The overarching issue here, which Goodman eloquently points out, is that this really messes up our ability to infer conclusions from inductive reasoning. How do we know if we are in a blue-is-grue situation soon to become a blue-versus-grue nightmare? To me, the problem seems to be a linguistic one. If blue and grue have been used arbitrarily before t, but after tsignify a meaningful difference between measurable properties, then reusing blue and grue is a poor choice. If, on the other hand, blue and grue were actually onto something all along, then this measurable property must have been present and in some way sensed, and many assertions likely to be valid nevertheless. This reasoning is along the lines of philosopher Mark Sainsbury, who stated that:
A generalization that all A’s are B’s is confirmed by instances unless we have good reason to believe that there is some property, O, such that every A-instance is O, and if those A-instances had not been O, they would not have been B.

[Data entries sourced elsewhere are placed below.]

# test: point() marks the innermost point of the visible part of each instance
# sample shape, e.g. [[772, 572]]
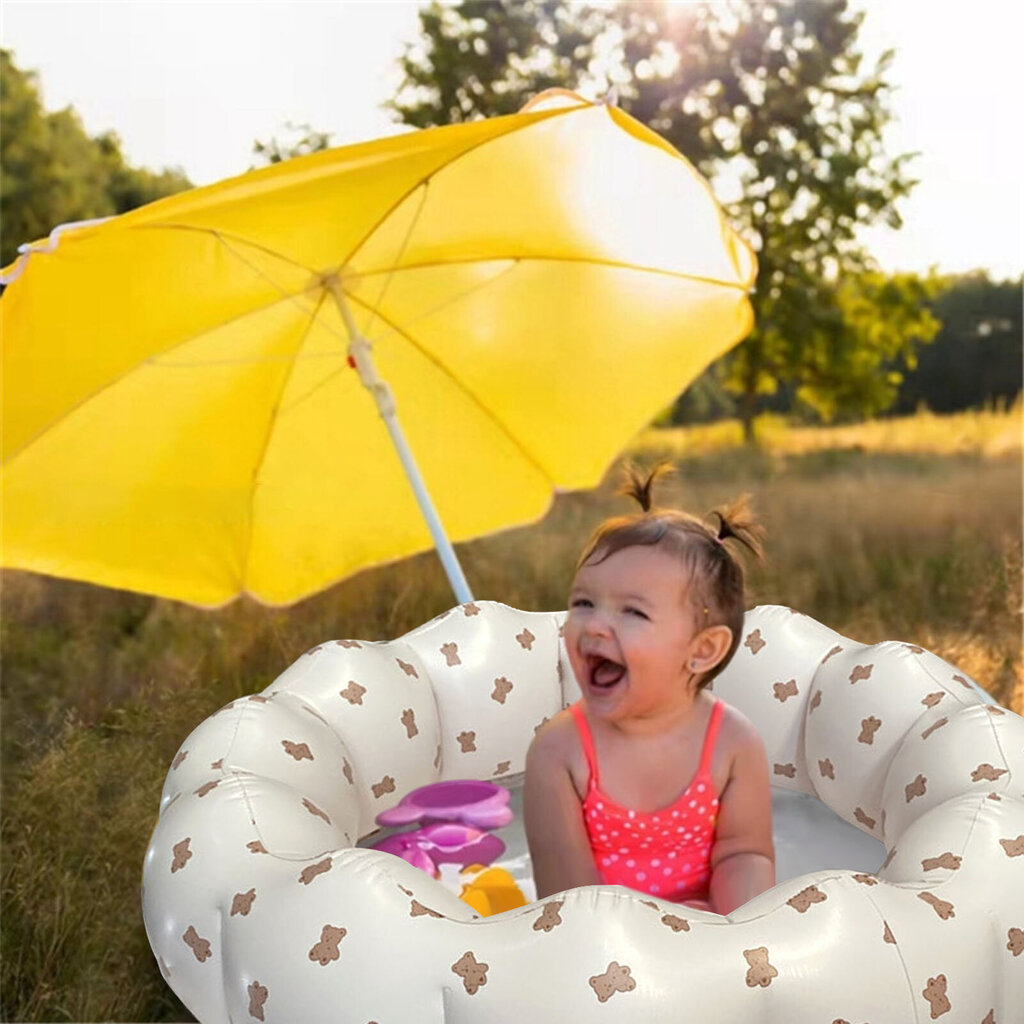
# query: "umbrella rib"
[[264, 448], [588, 260], [534, 119], [528, 456]]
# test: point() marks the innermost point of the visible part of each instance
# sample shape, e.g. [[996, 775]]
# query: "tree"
[[768, 99], [54, 173], [976, 358], [302, 139]]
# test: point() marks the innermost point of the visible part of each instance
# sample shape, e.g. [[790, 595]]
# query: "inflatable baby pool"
[[899, 829]]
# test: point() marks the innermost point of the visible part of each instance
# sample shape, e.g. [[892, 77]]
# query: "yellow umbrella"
[[190, 390]]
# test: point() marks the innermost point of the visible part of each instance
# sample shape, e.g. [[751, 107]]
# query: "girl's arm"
[[553, 818], [743, 856]]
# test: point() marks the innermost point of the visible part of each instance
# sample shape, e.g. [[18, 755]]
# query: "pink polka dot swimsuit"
[[667, 852]]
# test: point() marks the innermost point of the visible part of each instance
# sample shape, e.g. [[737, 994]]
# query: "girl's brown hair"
[[715, 574]]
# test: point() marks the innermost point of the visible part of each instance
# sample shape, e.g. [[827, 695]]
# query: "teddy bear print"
[[760, 971], [502, 689], [806, 898], [257, 996], [947, 860], [472, 972], [549, 916], [525, 639], [935, 993], [311, 870], [181, 854], [1013, 847], [755, 642], [785, 690], [614, 979], [327, 949], [916, 787], [868, 727], [353, 692], [314, 810], [199, 945], [863, 818], [386, 784], [942, 907], [417, 909], [243, 903], [677, 924]]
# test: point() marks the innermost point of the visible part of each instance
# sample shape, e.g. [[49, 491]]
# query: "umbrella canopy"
[[182, 407]]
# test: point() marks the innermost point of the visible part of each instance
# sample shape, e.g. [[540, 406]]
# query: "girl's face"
[[631, 635]]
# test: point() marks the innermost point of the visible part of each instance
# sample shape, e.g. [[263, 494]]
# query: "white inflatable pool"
[[899, 832]]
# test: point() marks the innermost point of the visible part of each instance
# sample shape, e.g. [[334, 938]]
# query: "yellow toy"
[[489, 890]]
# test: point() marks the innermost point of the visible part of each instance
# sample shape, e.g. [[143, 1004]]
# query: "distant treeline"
[[976, 359]]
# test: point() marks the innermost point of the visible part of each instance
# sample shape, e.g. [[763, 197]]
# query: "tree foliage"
[[977, 357], [54, 173], [772, 101], [300, 140]]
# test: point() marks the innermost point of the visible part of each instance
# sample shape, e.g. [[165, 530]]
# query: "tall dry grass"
[[878, 540]]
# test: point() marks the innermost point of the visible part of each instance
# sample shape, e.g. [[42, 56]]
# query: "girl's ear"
[[709, 647]]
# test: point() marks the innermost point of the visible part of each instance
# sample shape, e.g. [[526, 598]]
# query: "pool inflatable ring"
[[259, 907]]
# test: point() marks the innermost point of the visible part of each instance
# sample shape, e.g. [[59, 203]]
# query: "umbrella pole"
[[358, 350]]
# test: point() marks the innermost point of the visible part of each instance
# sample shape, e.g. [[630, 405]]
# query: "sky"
[[193, 84]]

In other words, some additional property is always hiding behind issue number (7).
With all that said, there are a lot of subtleties concerning values, but most, if not all of them can be sorted out using posits and assertions, with the optional addition of an explicit model of values, together with prescriptive or descriptive measures. That being said, if language is used with proper care and with the seven types of ‘grue’ mentioned above in mind, you will likely save yourself a lot of headaches. We also learnt that people normally think in certainties rather than probabilities.